It didn’t matter that Steve had saved his life. It didn’t matter that he apologized for all the awful, nasty terrible things he had said about his family. It didn’t matter that Nancy broke up with him. It didn’t matter that Nancy eventually reconciled their friendship and later tried to force a relationship between the two of them. It didn’t matter because Steve Harrington was and always will be that guy who sneered in his face when his kid brother went missing and had the audacity to laugh about it, spreading rumours around the school with his shitty friends that he had killed him.

And then he got really drunk at an office work party a decade later with Steve as his fake date, received a sloppy blowjob, and woke up in bed next to him.

It was a perfect way to start off the beginning of his mid to late twenties.

God, what a mess.

“Yeah,” is all Jonathan eventually says, grabbing his tie off the floor near the door. “I’d prefer it that way, actually.”

“I would have left first,” is what comes next. Steve’s voice is still speaking to the wall. Still small and quietly disgusted. “But I live here.”

Jonathan doesn’t respond, and when he’s greeted at the office water cooler on Monday morning by an overly enthusiastic Marg, beaming as she gushes about how _cute_ and _funny_ his fiancé is, Jonathan feels the sun disappear from his life. The channels in his brain switch back to stereo from mono.

“And I just can’t wait,” Marg chatters, her pearly white teeth with the smudged lipstick threatening to swallow him whole.

“For what?” Jonathan asks, and if he sounds confused, it’s because he just found out he’s apparently engaged.

“For our dinner next Saturday, Jon!” the woman trills. “You’ll _have_ to get Steve to tell that story again to my husband about how you met. And the engagement? How wonderfully romantic!”
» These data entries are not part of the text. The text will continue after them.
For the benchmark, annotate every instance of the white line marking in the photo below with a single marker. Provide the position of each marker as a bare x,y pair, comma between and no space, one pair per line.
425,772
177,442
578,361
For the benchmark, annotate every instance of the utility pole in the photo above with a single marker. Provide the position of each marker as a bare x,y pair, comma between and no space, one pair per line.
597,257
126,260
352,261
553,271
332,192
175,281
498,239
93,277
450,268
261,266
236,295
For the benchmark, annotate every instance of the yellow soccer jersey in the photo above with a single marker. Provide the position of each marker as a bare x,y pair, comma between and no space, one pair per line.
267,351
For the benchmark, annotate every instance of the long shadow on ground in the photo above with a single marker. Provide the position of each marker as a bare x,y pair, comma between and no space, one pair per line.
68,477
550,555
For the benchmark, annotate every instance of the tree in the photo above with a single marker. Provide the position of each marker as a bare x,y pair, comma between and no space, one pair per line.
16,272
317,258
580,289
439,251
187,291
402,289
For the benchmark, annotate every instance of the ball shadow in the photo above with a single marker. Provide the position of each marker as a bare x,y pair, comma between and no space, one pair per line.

Jonathan swallows back his paper cup of water nervously and just nods.

It starts like this and it is 1994.

Jonathan Byers is out in his office, and according to Marg—head of the neighbouring department next to photography—engaged to Steve Harrington. They are going to dinner with her and her husband next Saturday. Marg wants to hear about their wedding plans.

It starts like this and Jonathan is quietly dying.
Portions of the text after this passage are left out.